To test this hypothesis we designed a simple experiment using planktonic bacteria to see if we could switch APase production off and on by switching from anaerobic to aerobic conditions. The result shown in Fig. Fig.22 supported our hypothesis. Pure nitrogen stopped APase production immediately, and APase production was resumed when the biofilm was exposed to air. We then exposed biofilms to different gaseous environments to see how the pattern of APase production would change in the attached population. With pure nitrogen, the expression of APase was totally blocked. This result showed that enzyme synthesis within the P. aeruginosa biofilm required oxygen. The experiment with a pure-oxygen environment led to a very interesting observation. The dimension of the band of APase expression increased 1.5-fold as measured by image analysis. Also, disperse green crystals, indicating isolated sites of APase activity, were found deep within the biofilm.
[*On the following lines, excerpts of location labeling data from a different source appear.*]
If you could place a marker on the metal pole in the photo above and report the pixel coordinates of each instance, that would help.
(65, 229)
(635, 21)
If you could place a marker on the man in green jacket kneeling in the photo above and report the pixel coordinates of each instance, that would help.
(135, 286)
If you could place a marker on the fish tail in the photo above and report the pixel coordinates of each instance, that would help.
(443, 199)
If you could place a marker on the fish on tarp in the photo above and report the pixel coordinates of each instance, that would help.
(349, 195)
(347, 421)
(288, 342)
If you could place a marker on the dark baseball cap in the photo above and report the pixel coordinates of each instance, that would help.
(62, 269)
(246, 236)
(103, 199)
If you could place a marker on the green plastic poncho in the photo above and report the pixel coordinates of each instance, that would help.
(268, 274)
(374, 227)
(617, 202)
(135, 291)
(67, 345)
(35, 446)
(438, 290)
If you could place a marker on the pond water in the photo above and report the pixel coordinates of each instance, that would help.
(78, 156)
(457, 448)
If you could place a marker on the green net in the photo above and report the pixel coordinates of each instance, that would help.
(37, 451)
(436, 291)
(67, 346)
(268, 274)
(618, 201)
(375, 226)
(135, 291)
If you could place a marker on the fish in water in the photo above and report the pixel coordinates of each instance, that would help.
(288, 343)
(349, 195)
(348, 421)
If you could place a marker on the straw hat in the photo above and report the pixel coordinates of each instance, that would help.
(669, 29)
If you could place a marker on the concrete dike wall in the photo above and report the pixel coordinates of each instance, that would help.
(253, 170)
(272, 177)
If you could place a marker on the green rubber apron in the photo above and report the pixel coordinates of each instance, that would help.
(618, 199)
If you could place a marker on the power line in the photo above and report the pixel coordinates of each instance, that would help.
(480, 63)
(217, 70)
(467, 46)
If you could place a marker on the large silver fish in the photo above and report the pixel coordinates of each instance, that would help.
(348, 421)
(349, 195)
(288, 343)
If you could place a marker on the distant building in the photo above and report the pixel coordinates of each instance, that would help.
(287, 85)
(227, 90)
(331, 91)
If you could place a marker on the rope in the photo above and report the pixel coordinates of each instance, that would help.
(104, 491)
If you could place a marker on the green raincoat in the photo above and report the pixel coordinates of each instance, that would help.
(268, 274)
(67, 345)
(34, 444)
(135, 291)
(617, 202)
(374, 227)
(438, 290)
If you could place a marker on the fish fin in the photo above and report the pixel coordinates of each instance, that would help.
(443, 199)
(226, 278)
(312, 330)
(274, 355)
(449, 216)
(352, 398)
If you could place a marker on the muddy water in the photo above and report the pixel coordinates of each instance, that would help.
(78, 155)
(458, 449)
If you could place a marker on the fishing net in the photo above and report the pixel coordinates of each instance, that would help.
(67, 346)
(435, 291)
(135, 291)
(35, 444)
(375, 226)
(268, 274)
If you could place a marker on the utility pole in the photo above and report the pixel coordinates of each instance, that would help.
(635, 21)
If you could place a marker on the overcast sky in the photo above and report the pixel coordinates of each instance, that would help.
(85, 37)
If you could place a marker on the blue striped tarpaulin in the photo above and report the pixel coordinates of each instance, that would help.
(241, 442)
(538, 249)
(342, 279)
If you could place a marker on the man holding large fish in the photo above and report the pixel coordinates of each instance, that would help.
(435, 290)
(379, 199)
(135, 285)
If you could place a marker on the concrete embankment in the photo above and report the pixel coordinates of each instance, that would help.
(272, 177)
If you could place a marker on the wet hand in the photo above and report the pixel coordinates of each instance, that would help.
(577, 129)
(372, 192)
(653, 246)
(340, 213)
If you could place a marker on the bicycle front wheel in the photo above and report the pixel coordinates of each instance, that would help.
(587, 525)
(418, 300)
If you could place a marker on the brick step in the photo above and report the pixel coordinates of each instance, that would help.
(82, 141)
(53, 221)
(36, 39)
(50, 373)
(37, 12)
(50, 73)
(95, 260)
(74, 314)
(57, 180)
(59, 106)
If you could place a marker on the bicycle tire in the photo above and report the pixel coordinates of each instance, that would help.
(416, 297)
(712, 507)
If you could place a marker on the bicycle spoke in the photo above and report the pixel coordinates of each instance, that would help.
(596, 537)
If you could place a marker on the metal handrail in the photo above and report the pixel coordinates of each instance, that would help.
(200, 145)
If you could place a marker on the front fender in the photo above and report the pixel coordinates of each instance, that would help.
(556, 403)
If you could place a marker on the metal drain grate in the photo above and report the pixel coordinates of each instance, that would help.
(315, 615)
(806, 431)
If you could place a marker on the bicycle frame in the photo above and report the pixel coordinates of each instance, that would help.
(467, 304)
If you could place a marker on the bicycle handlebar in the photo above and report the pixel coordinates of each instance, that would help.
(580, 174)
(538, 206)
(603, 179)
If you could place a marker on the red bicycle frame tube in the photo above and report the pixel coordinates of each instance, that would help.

Collective APase specific activity of the entire biofilm under ambient aerobic conditions was approximately 1/15 of that of comparable planktonic bacteria, which makes sense because only the upper 1/5 to 1/4 of the layer of the biofilm was expressing the enzyme. Also, 1.0 g of glucose per liter was used in planktonic culture to achieve enough cell mass. APase production of the whole biofilm was increased twofold under pure oxygen. This result supports our speculation that oxygen can penetrate deeper within the biofilm when pure oxygen is used, but the physiological heterogeneity of the community with oxygen-starved cells deep within a biofilm might lead to a different response. Hence, it was of interest to measure the penetration of dissolved oxygen. A good correlation was observed between the oxygen penetration profile, when the oxygen was measured under ambient aerobic conditions, and the band of APase expression. These findings also correspond somewhat to studies of microbial mats where changes in guild activity reflect changing chemical composition with increasing depth in the community (5, 9, 29).

The spatial patterns of expression of the phosphate starvation gene that we obtained in biofilms are distinct because we chose P. aeruginosa, which is an obligate aerobe, as our test microorganism to study the role of oxygen limitation in the expression of the phosphate starvation response. These results may also be related to the reduced susceptibilities of bacterial biofilms to antimicrobial agents. Specifically, it may be important to determine the role of limiting nutrients in the establishment of physiological gradients to understand mechanisms of recalcitrance. Since the spatial physiological patterns of biofilms of different microorganisms may not be the same as those of pure P. aeruginosa biofilms (19), that goal is further complicated in natural biofilm communities composed of both aerobes and anaerobes. However, the results reported here for P. aeruginosa biofilms give a representative picture and support the concept of physiological heterogeneity within biofilms (19, 30).


This work was supported through cooperative agreement EEC-8907039 between the National Science Foundation and Montana State University and by the industrial associates of the Center for Biofilm Engineering.

We thank Betsey Pitts (Center for Biofilm Engineering, Montana State University, Bozeman, Mont.) for PCR amplifying the 16S ribosomal DNA of the isolate and Mary Bateson (Department of Microbiology, Montana State University) for assistance with the phylogenetic analysis.